Clear Creek Canyon has a variety of climbing routes with a matching variety of rock. The lower canyon has easy to access crags and more sport routes, while the upper canyon progressively gets more technical.
Clear Creek Canyon in Golden is about 40 minutes from Boulder. As a sibling to Boulder Canyon, the rock climbing here is less established but offers a bit more variety in terms of rock -- gneiss, schist and sandy granite are all present, most of it relatively solid. Because the canyon is about 12 miles long, there are over 700 established routes and many of the areas feature specific types of climbing. Sport and trad are both to be found, but bolted routes far outnumber trad lines.
What Makes It Great
Difficulties run the full gamut, from 5.0 to 5.14, with the majority of routes favoring more difficult climbs over 5.10. Pitch length can vary, from single pitch sport routes to multi-pitch lines over 600 feet. In other words, there’s something for everyone. The climbs at the top of the canyon are tougher to reach and in some cases, require the use of tyrolean traverses.

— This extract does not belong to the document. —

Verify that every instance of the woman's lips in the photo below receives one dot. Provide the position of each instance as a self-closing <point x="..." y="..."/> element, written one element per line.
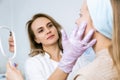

Knocking off a good project in Clear Canyon likely means topping out on 5.10 and tougher climbs. Overall, Clear Canyon caters more to advanced intermediate and expert climbers.
Who is Going to Love It
Climbers of all abilities, but dedicated intermediates and advanced climbers will love the variety of tough pitches. Sections can vary quite drastically between regions, employing a full set of climbing skills. Slabs, overhangs, off-widths, roofs are all present in Clear Creek Canyon. It is a little less crowded than Boulder Canyon most days, though the lower canyon can get very busy on weekends.
Directions, Parking, & Regulations
From Boulder, the best way to reach Clear Creek Canyon is to take CO Highway 93 (Broadway) straight south for about 25 minutes into Golden. Then take a right, heading west on US 6 into Clear Creek Canyon. Pullouts can be found along the highway, and most approaches are about 5-10 minutes.
There are no fees to climb in Clear Creek. For more info on specific climbs and crags, consult the Mountain Project website.